Zeit für Wiederholungen lassen
Komplexe Wahrnehmungserfahrungen entstehen, wenn Fachkräfte den Handlungswiederholungen der Kinder Zeit geben. Die Kinder tun dies nicht nur, um Abläufe zu perfektionieren, sondern vor allem, um Variationen von Handlungsmöglichkeiten auszuprobieren. Komplexität in den Wahrnehmungserfahrungen entsteht, wenn Kinder Materialien in ihren unterschiedlichen Funktionen ausprobieren und mit neuen Dingen kombinieren.

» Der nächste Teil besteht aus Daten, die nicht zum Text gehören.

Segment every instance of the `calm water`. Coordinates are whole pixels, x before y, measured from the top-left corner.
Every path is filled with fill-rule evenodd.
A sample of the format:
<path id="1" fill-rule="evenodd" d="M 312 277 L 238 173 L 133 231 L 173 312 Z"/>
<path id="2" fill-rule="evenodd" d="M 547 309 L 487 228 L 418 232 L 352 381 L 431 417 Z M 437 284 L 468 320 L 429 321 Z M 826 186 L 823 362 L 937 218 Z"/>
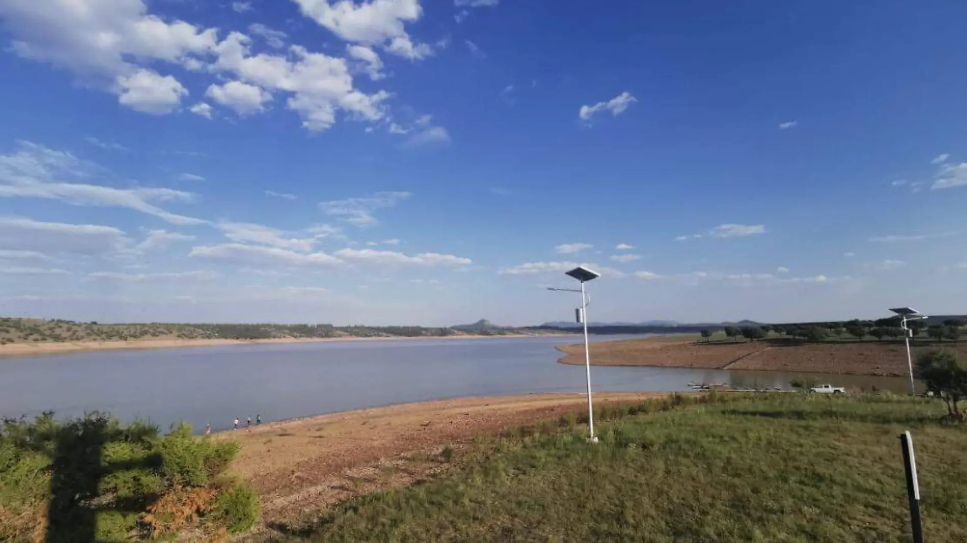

Durch eine Materialvielfalt und -menge können Fachkräfte Kindern eine vorbereitete Umgebung bieten, die Ausprobieren erlaubt. Kinder brauchen deshalb kein Funktionsspielzeug, sondern Dinge des Alltags, die sich erforschen und unterschiedlich benutzen lassen.
Forschendes Lernen ermöglichen
Fachkräfte unterstützen forschendes Lernen und die Differenzierung von Wahrnehmungserfahrungen, indem sie die Auswahl des Materials immer wieder verändern und Aktivitäten mitgestalten. Mit jeder Wahrnehmungserfahrung ändert das Kind seine Aufmerksamkeit, um neue Details zu erfassen. In dieser feinen Neuausrichtung erweitern die Sinne ihr Wahrnehmungsspektrum und stützen so die Entwicklung des Kindes.
An den Handlungen des Kindes interessiert sein
Wahrnehmungserfahrungen sind komplexe Lernerfahrungen, die immer in bedeutungsgebende Bewegungshandlungen eingebettet sind (vgl. Fischer 2011, S. 6f.). Kinder sortieren ihre Wahrnehmungseindrücke durch gute und schlechte Gefühle. Ob etwas als gut oder schlecht bewertet wird, unterliegt auch der Bewertung von anderen. Fachkräfte bieten dem Kind durch ihre Resonanz auf sein Handeln Bedeutungen an. Ist die Fachkraft am Erforschungsprozess des Kindes interessiert und bewertet sie das kindliche Tun als sinnvoll, wird das Kind weiter die Welt neugierig erkunden. Das Kind erfährt, dass sein Handeln eine Bedeutung hat.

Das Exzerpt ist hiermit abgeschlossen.